A cela s’ajoute une autre variable : comment contrôler 3 800 km2 d’espace maritime avec seulement trois patrouilleurs et plusieurs embarcations rapides ? Pour faire face à cette situation préoccupante, le ministre maltais des Affaires étrangères Michaël Frendo a lancé un appel au secours à l’Union européenne et aux pays membres riverains de la Méditerranée. Pendant plusieurs années, le gouvernement a justifié la législation en vigueur et le sort réservé aux « boat-people » africains et maghrébins par le manque de moyens : en témoignent les morts d’une vingtaine d’immigrants clandestins à plus de 320 kilomètres des côtes en février 2008, ainsi que le sauvetage d’une vingtaine d’autres par, non pas un navire des gardes-côtes, mais un thonier en les remorquant avec l’aide du filet de pêche, et bien d’autres exemples qui viennent rythmer l’actualité. Les organisations non gouvernementales (ONG), quant à elles, reprochent au gouvernement de tenir ce discours depuis trop longtemps, reprochant l’insalubrité des locaux d’accueil sous contrôle de l’armée maltaise (cinq camps, auxquels s’ajoute le dépôt de l’aéroport), jugés inadaptés pour les flux des migrants auxquels ont à faire face les autorités, accusées de privilégier la solution dite « de la dissuasion par l’enfermement ».

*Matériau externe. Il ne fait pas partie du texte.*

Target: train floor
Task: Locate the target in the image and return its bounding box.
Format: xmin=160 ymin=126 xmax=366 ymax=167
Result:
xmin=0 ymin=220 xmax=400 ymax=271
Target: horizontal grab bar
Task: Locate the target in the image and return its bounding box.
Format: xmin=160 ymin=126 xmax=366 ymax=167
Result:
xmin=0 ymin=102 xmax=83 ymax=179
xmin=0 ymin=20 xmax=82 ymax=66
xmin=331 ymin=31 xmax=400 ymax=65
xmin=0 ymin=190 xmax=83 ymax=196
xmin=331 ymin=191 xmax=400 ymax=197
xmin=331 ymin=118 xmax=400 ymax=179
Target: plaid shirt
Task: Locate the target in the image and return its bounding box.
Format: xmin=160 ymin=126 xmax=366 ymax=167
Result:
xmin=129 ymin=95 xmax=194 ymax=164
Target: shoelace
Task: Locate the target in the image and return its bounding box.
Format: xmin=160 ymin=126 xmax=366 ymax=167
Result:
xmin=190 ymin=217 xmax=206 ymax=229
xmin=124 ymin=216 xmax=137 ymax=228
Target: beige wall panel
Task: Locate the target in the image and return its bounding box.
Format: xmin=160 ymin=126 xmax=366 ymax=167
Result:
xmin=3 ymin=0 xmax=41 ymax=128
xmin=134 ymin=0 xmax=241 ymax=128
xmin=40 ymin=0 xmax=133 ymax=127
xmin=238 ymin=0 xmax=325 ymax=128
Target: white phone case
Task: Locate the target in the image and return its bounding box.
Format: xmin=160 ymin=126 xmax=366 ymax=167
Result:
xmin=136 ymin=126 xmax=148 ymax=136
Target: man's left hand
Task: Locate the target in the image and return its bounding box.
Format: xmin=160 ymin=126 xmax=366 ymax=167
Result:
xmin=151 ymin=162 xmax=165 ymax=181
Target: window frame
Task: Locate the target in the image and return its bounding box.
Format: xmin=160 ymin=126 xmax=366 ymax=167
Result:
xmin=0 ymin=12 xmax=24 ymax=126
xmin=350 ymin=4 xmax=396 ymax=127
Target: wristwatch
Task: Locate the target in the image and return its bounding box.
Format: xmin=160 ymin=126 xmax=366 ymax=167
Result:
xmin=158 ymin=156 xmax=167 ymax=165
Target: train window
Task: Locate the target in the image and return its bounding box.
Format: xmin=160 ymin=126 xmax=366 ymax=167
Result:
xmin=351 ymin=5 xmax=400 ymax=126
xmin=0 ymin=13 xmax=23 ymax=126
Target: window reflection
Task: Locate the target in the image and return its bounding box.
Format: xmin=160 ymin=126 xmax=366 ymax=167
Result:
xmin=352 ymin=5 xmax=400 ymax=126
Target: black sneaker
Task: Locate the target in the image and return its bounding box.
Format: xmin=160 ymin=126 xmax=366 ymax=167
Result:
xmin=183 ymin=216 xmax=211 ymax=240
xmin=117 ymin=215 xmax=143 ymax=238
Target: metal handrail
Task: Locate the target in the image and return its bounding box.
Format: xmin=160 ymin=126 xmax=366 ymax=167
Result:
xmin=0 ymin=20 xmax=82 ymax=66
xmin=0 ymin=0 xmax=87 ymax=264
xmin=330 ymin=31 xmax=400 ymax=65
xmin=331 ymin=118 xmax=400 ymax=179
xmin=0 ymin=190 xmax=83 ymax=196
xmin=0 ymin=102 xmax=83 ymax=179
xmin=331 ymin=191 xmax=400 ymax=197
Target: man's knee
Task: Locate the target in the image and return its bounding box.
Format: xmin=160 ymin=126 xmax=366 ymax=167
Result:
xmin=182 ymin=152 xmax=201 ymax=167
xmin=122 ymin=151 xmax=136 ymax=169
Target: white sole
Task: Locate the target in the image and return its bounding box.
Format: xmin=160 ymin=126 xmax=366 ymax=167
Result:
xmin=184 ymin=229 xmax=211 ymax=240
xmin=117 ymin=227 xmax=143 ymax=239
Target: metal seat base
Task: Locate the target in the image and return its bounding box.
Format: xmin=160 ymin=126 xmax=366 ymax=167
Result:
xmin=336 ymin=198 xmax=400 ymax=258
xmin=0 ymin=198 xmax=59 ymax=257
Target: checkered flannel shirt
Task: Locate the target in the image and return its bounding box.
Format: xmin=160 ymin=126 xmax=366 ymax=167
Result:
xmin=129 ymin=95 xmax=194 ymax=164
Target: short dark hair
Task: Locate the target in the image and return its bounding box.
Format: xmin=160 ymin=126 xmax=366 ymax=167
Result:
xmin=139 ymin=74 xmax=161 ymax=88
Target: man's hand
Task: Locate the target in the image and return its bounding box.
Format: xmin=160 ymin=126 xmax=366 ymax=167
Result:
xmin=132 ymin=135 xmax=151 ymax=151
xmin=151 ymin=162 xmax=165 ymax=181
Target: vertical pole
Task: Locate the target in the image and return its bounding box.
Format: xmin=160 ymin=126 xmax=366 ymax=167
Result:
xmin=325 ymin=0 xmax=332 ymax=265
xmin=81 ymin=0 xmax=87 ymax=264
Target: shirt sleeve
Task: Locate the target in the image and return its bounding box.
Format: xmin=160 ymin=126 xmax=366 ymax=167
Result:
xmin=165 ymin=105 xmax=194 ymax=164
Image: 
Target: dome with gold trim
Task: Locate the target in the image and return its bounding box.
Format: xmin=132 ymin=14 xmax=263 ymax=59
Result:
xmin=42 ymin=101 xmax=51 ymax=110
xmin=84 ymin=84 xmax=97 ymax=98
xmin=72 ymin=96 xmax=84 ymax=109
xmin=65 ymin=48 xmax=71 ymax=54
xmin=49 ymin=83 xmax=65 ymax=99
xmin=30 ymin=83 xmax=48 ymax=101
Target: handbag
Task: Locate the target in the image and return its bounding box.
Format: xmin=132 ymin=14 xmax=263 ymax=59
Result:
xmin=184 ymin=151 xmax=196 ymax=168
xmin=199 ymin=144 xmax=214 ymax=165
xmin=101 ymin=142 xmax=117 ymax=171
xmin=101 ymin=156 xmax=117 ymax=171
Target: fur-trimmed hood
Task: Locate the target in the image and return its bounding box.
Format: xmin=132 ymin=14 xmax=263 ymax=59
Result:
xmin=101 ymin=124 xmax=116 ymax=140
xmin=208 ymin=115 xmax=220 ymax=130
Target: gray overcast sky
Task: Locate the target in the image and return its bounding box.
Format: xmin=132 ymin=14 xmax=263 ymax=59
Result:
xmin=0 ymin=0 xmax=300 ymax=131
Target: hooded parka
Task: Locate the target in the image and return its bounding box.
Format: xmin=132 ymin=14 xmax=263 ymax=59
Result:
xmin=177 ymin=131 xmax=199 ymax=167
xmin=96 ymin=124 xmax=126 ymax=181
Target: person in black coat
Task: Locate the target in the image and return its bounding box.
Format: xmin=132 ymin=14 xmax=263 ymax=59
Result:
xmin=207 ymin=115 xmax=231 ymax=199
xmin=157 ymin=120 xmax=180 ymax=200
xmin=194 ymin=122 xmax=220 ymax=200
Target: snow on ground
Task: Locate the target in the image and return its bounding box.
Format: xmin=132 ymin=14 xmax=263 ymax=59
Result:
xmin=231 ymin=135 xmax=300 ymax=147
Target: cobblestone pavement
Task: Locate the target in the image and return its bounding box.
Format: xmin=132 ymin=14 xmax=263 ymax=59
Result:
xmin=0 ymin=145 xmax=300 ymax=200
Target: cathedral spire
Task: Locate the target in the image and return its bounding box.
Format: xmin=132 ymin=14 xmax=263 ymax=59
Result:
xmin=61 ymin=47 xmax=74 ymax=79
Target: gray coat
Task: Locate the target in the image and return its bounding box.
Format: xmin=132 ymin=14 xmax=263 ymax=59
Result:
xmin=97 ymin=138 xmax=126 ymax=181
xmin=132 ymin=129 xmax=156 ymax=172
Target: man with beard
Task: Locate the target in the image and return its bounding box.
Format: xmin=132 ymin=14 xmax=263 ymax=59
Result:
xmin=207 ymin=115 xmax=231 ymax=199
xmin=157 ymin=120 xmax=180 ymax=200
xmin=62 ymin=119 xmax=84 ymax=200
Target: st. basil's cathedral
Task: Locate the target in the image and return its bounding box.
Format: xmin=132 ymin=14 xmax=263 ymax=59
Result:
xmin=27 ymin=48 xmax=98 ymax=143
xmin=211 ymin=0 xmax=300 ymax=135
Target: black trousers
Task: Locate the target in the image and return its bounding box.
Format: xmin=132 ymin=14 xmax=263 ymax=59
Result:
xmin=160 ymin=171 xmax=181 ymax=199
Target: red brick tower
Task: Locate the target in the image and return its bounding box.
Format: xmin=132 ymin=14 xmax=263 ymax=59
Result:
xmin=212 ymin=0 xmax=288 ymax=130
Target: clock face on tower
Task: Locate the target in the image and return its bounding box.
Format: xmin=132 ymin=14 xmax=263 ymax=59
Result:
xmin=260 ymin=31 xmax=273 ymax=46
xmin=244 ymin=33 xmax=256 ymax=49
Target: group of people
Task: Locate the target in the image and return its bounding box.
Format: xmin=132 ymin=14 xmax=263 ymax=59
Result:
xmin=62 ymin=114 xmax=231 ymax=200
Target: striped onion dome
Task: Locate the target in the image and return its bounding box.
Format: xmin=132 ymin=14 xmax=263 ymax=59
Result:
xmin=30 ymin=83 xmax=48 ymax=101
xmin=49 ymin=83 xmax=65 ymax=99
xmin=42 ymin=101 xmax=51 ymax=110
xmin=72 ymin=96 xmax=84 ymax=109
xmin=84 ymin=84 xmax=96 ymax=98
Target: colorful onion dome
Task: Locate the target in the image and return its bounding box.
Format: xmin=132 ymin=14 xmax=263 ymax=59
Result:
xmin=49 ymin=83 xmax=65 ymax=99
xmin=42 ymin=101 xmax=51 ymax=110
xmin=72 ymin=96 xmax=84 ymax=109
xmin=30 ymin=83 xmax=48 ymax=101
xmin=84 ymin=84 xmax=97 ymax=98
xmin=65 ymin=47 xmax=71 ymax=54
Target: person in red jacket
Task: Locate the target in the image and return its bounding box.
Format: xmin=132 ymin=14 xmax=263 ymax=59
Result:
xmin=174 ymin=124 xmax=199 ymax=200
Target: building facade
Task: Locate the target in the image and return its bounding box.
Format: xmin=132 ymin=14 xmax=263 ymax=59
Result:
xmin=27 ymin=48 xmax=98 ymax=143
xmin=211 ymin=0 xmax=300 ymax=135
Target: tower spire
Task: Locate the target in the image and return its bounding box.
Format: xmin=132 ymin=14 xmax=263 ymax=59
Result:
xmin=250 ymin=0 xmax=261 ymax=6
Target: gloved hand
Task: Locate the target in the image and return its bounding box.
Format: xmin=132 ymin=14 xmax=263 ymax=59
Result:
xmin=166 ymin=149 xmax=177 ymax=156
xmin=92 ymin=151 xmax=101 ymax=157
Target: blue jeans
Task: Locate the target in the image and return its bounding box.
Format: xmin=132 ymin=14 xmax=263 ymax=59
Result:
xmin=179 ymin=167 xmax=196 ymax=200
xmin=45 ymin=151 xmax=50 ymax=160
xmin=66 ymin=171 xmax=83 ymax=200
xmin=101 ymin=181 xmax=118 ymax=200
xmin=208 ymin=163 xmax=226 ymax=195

C’est donc un dialogue de sourds auxquels se livrent gouvernement et ONG. Pour les uns, le salut ne peut venir que de l’Union européenne et de son Agence aux Frontières Extérieures (FRONTEX), laquelle a régulièrement lancé depuis 2004 une série d’opérations baptisées Nautilus. Actuellement, Nautilus III, en coopération avec la France, la Grèce, l’Italie et l’Espagne, consiste à patrouiller, arrêter les immigrants et les identifier. Pour les autres, la trop grande complaisance des pays de l’Union à l’égard du « syndrome maltais », comme ils l’appellent, s’explique à la fois parce que le gouvernement maltais clame haut et fort auprès des instances, et notamment du Conseil de l’Europe (lequel a régulièrement donné raison à Malte jusqu’à récemment) et de ses partenaires, qu’il s’agit d’une situation de crise, mais aussi parce que Malte est aujourd’hui en première ligne pour faire face à ces afflux.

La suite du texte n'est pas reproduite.